Four in ten UK businesses are reporting increasing difficulty in holding onto staff, in the aftermath of the EU Referendum, with 40 per cent of companies saying turnover has increased since June 2016, according to a new employment and skills study1 from London First and Lloyds Banking Group.
It seems applicants are still coming through the door: 42 per cent of respondents said their experience of recruitment hasn’t changed over the past 18 months, whereas 33 per cent said it was easier and 24 per cent said it was more difficult.
But skills shortages are proving to be an ongoing headache for recruiters, with two thirds (62 per cent) of firms nationwide saying they face challenges in hiring the people they need, rising to three out of four companies in London (76 per cent).
Impact of skills shortages
Nearly one in three businesses (30 per cent) said skills shortages were stopping them from growing revenue or expanding, while a quarter (27 per cent) say the problem is hindering their ability to compete effectively. But, for many businesses, it’s the impact on their employees that concerns them most: nearly half (46 per cent) said that skills shortages meant increased workload and stress for existing staff.
The biggest skills gap appears to be technical and job-specific skills, with 38 per cent of respondents saying these were the most difficult skills to source, closely followed by management (30 per cent) and data analysis skills (28 per cent).
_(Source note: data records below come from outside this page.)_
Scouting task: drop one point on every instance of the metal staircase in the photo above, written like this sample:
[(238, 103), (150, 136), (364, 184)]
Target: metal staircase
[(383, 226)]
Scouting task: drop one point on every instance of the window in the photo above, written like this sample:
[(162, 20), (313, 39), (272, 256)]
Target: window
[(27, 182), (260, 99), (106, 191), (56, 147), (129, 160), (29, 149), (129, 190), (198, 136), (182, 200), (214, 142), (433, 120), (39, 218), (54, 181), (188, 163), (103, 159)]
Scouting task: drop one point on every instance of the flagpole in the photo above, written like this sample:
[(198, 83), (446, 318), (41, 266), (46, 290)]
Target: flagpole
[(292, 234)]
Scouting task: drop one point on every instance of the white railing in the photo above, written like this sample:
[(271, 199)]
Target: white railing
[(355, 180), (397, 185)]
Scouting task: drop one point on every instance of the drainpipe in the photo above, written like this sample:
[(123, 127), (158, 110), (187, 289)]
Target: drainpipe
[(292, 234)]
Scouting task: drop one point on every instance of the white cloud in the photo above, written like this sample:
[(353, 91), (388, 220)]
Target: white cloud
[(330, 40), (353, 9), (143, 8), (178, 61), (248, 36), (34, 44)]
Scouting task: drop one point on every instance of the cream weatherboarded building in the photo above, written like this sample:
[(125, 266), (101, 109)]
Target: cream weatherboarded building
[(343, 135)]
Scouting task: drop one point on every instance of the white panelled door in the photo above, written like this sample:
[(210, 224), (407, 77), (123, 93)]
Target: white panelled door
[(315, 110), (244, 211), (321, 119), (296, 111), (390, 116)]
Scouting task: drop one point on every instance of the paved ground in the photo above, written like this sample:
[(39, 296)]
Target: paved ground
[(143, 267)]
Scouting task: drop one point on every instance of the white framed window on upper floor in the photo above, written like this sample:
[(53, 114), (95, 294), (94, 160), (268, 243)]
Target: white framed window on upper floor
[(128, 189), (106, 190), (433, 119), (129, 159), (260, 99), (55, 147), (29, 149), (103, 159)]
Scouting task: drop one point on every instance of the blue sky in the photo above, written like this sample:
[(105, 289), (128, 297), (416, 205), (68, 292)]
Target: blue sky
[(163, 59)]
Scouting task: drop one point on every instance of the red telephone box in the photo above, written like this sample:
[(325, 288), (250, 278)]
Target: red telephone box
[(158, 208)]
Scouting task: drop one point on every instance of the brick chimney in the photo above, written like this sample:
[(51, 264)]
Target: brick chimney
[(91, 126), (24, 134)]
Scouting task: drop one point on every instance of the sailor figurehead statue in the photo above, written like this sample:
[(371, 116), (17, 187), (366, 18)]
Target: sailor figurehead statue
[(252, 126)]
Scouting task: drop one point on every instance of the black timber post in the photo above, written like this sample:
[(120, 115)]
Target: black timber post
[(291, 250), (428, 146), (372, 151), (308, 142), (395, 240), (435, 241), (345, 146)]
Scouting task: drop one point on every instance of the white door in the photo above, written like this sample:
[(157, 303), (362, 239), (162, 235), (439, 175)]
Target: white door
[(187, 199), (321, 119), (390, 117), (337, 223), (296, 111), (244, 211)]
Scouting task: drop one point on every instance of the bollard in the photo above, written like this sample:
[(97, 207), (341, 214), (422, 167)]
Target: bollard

Many thought these gaps would persist over the next 18 months, reflecting the UK’s long-term challenge in tackling its skills shortages.
Jasmine Whitbread, chief executive of London First, said:
“The most important thing to business is being able to hire, retain and train the talented people we need. The UK’s employment landscape is changing, with signs people are thinking about their long-term plans as Brexit approaches and the oncoming impact of automation. Companies are stepping up to re-train and re-skill the people we have but, as we prepare to leave the EU, business, government and the education sector need to work together to fill the massive skills gaps currently holding UK businesses back.”
Edward Thurman, Ambassador for London, Lloyds Banking Group, said: “The skills gap in the UK is one of the most pressing economic issues of the moment. It risks hindering businesses growth, competitiveness, and productivity and needs urgent attention.”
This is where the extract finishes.